Last week, the Justice Department revived a proposed regulation originally initiated during the George W. Bush administration to allow the 21-judge appeals court system that hears immigration cases more latitude to issue cursory opinions without explanation. It would also allow the court to set precedents with only a small minority of appeals judges participating, which could sharply accelerate the administration’s ability to make changes to immigration law that wouldn’t require congressional action.
The proposed regulation has been sent to the White House for review before being made final, according to a government database. The Justice Department declined to comment other than to confirm that it hopes to finalize the rule this year.
The administration’s moves are raising concerns among groups representing immigration judges, attorneys and advocates, following a series of earlier moves that Sessions undertook to overhaul the courts.
“All of these pieces add up to taking away due process and speeding people through to their deportation in some sort of assembly line substitute for justice,” said Jeffrey Chase, a former immigration judge and former senior legal adviser to the immigration appeals court.
The immigration courts operate under the Justice Department and are separate from the U.S. federal court system. The attorney general hires the judges who hear immigrants’ cases and their appeals, and he serves as a one-man Supreme Court with the authority to overturn any decision.
The proposed Justice Department regulation change has two main parts. First, it would allow the immigration courts’ appellate arm, the Board of Immigration Appeals, to more easily issue “affirmances without opinion.” Those affirmances are when a single appeals judge, rather than a three-judge panel, upholds a lower court’s deportation decision without issuing an explanation.
The appeals board would be allowed to consider limited resources such as a shortage of staff or a crush of cases to issue such cursory affirmances, something it cannot do now.
Second, the regulation would change the way the appeals board can make its decisions public the step that gives those decisions the force of binding precedent for all 400 immigration judges and the appeals court itself.
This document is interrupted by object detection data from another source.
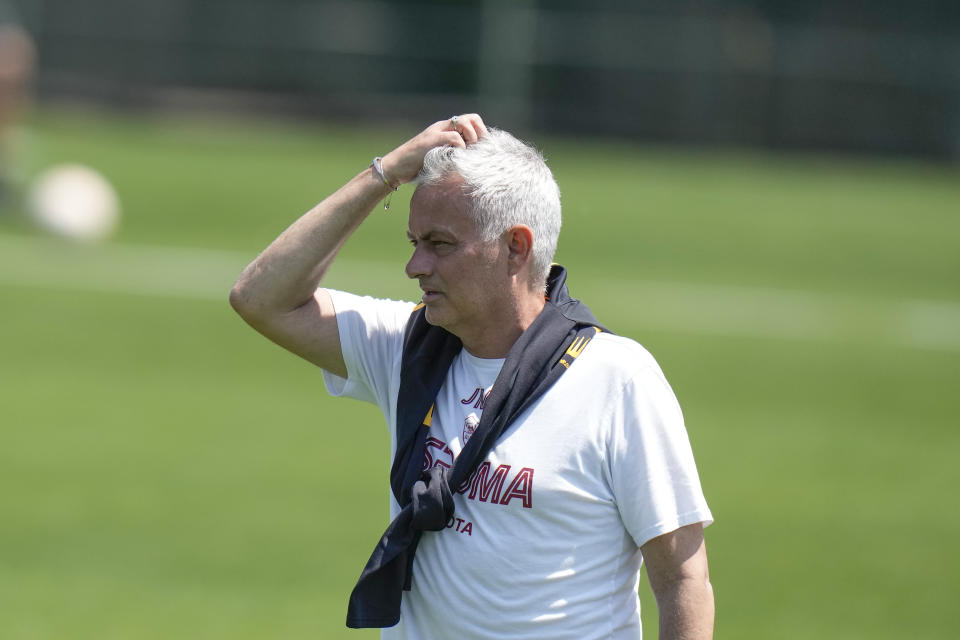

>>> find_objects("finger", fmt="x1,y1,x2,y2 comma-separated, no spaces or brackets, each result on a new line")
457,119,480,144
460,113,488,138
440,131,467,149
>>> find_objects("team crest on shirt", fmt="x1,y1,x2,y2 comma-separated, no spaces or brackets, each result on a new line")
461,413,480,444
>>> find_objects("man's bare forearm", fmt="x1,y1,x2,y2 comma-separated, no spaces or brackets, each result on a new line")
657,577,714,640
230,168,390,317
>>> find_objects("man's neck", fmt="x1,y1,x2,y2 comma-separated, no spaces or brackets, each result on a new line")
457,294,546,358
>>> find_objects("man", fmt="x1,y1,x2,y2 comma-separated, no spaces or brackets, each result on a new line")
230,114,713,640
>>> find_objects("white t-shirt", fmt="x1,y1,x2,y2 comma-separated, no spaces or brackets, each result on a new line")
324,291,713,640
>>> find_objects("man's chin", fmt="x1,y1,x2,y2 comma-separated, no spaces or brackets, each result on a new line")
423,301,448,327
In the past, those decisions have dictated what types of gang violence or domestic violence cases qualify for asylum, for example, or what constitutes a vulnerable population in need of protection.
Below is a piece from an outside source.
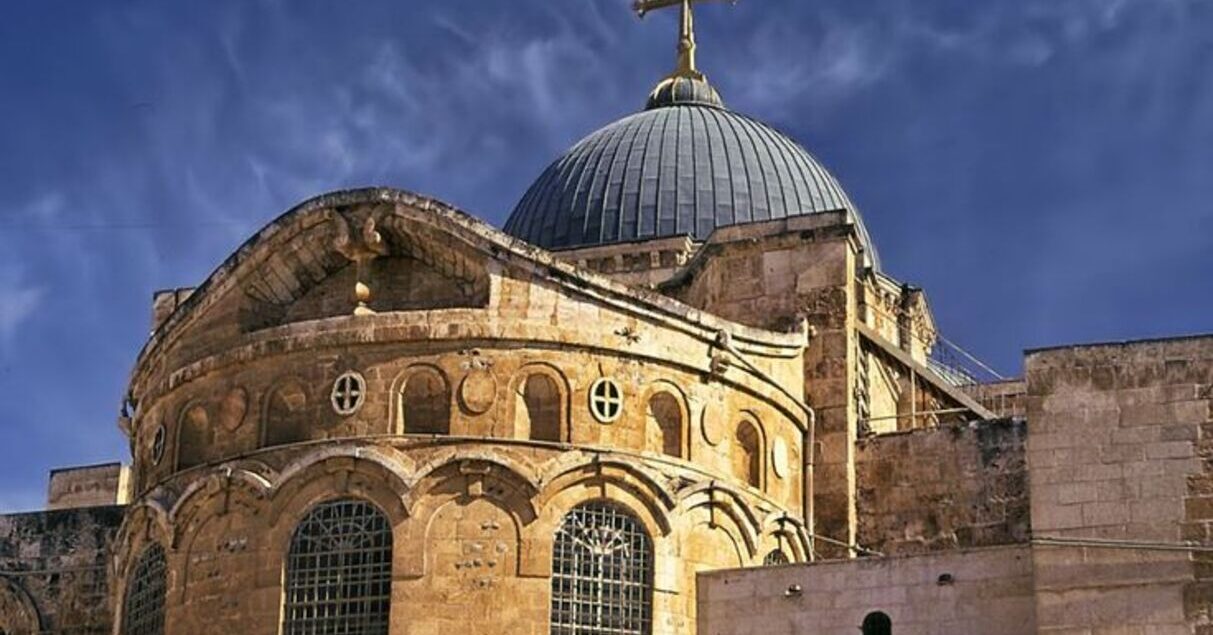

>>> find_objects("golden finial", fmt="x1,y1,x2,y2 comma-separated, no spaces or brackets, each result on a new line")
632,0,738,79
Currently, the appeals board can declare a binding precedent only if a majority of all permanent sitting judges vote to do so. The regulation would do away with that requirement and allow a two-judge majority of any three-judge panel that decides a case to declare it a precedent. It would also give the attorney general that power allowing him to set as precedent any three-judge panel’s decision he chooses.
At the moment, the appeals court has 15 permanent judges and six temporary fill-ins to decide those cases. The Justice Department has posted job listings to fill those six seats permanently, but would make two key changes from the current system: Appeals judges could serve simultaneously as lower-court immigration judges, and they would not have to relocate to the Board of Immigration Appeals in Falls Church, Va., a suburb of Washington, D.C.
The administration has not explained why previous job postings for these appellate openings have not resulted in hires or why they decided to make the changes to the job description.
The new listings would allow the department to recruit appeals judges without forcing them to move to the Washington area. Critics familiar with the inner workings of the Justice Department fear that officials will handpick appeals appellate judges from the ranks of lower-court judges with the highest deportation rates.